By Andrew Johnson
Salter has obviously been a quick study. In his third season of professional baseball, he’s been terrorizing Midwest League pitching, and raising some eyebrows in the Tigers’ organization.
In the first half of the season, he was second in the league batting race with a .330 average and led the league with 29 doubles and 53 RBIs.
Salter’s bat helped the Whitecaps overcame a slow start to the season, win the Eastern Division first-half championship, and sew up a postseason playoff spot in the process.
He was one of six Whitecaps who represented the team in the league’s All-Star game earlier this week. He was 1-for-2 at the plate.
The Whitecaps will open the second half of the season on Thursday night at home against the Lansing Lugnuts.
“His numbers speak for themselves,” said Whitecaps hitting coach Mike Hessman. “He’s done a heck of a job for us. He’s been in the middle of the lineup and he’s a big RBI guy. He really takes it up a notch with guys in scoring position.

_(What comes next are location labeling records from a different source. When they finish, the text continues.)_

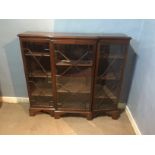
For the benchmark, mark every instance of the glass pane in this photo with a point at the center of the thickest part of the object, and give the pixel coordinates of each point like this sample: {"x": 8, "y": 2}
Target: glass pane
{"x": 107, "y": 87}
{"x": 73, "y": 76}
{"x": 38, "y": 73}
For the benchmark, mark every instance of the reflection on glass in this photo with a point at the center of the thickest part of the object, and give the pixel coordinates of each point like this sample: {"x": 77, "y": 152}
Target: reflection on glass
{"x": 110, "y": 65}
{"x": 73, "y": 76}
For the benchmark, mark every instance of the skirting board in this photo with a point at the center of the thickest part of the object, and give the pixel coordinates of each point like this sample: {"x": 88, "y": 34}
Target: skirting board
{"x": 132, "y": 121}
{"x": 6, "y": 99}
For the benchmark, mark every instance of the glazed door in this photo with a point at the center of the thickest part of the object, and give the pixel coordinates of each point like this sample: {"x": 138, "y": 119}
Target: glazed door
{"x": 74, "y": 66}
{"x": 109, "y": 71}
{"x": 36, "y": 54}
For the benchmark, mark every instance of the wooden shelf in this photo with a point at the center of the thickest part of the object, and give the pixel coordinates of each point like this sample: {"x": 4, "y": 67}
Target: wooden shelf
{"x": 42, "y": 92}
{"x": 84, "y": 63}
{"x": 74, "y": 85}
{"x": 44, "y": 53}
{"x": 113, "y": 56}
{"x": 39, "y": 74}
{"x": 83, "y": 73}
{"x": 109, "y": 76}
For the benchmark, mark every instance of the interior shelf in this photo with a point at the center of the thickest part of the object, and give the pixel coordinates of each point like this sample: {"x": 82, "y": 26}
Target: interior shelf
{"x": 40, "y": 74}
{"x": 43, "y": 53}
{"x": 78, "y": 85}
{"x": 109, "y": 76}
{"x": 83, "y": 63}
{"x": 42, "y": 92}
{"x": 112, "y": 56}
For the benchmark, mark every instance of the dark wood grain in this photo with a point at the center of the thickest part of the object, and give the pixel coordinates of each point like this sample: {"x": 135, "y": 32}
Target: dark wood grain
{"x": 40, "y": 40}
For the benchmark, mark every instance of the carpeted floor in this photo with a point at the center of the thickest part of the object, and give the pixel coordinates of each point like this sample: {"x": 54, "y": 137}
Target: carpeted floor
{"x": 15, "y": 120}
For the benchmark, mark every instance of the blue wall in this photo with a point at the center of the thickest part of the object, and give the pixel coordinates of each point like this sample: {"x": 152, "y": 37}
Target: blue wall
{"x": 142, "y": 95}
{"x": 129, "y": 27}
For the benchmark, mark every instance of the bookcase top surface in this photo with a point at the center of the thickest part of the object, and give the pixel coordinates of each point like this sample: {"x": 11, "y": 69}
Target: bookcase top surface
{"x": 57, "y": 35}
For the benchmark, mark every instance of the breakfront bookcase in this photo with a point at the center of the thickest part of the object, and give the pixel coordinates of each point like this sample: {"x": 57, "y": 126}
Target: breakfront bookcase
{"x": 74, "y": 73}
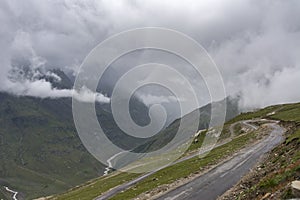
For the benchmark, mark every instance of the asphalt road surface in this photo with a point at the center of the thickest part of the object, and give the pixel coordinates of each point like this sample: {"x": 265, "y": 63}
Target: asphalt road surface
{"x": 217, "y": 181}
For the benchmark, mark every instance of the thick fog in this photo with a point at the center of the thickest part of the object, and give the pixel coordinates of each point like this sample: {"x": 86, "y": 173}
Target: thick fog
{"x": 255, "y": 43}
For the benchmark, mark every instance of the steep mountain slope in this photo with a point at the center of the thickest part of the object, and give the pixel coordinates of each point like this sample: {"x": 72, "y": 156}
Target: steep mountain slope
{"x": 40, "y": 151}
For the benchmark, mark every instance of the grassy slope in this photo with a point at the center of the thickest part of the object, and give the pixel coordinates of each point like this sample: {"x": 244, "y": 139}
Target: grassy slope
{"x": 285, "y": 159}
{"x": 190, "y": 166}
{"x": 180, "y": 170}
{"x": 40, "y": 152}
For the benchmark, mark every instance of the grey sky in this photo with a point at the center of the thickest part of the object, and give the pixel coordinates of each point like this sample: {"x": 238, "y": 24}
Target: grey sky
{"x": 255, "y": 43}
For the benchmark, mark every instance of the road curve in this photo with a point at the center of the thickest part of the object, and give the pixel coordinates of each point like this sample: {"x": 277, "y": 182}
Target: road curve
{"x": 125, "y": 186}
{"x": 218, "y": 180}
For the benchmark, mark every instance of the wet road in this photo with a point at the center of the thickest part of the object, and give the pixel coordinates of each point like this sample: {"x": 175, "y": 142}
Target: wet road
{"x": 217, "y": 181}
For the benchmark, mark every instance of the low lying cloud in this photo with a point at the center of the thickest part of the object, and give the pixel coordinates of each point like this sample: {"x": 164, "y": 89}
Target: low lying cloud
{"x": 43, "y": 89}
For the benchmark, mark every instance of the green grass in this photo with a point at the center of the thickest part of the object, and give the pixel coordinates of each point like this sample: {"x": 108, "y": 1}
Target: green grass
{"x": 96, "y": 188}
{"x": 184, "y": 169}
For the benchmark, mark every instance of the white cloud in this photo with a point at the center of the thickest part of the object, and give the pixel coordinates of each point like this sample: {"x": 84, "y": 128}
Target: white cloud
{"x": 255, "y": 43}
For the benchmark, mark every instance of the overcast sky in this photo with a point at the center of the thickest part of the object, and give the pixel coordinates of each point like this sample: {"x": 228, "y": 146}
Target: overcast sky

“He thrives in those situations. and it’s hard to find guys for those spots. It’s been fun to watch him progress in the last year and a half of working with him.”
Salter specializes in hitting liners to the gaps, which explains his explosion of doubles this season.
“I try to shorten up and have the pitches come to me so that I can drive it in the gap,” said Salter. who played at Michigan State University before being drafted in the 31st round by the Tigers in 2015.
“In a big park like this (the Whitecaps’ Fifth Third Ballpark). you know trying to hit home runs is tough. So I just try to hit the ball as hard as I can and try to put good swings on pitches in hitter-friendly counts.”
Salter comes from baseball royalty, as far as Tigers fans are concerned. Freehan had 200 home runs and 758 RBIs in his 15-year big league career, and is best remembered as the star catcher for the Tigers’ 1968 World Series championship team.
Salter said Freehan, and his father John Salter, were his two biggest baseball influences.
“I learned everything about baseball from him and my father,” said Salter, whose dad was a college baseball player at Brigham Young University. ”They taught me the game and the ins and outs of it.”
Salter has also studied the hitting styles of several current Detroit Tigers, who he was lucky enough to be around while he was in the Tigers’ minor league training camp in Lakeland, Florida the past two years.
One Tiger he particularly admires is another first baseman, Miguel Cabrera, who also has a knack for hitting a lot of gappers for extra-base hits.
“I think he’s the best hitter of our generation,” Salter said about Cabrera “He makes the game look so easy. I try to do things like he does, but he’s a tough guy to duplicate.
“I usually don’t get star struck, but when I saw guys like him and Ian Kinsler in the weight room and batting cages, it made me step back and think ‘Wow, this is really cool.”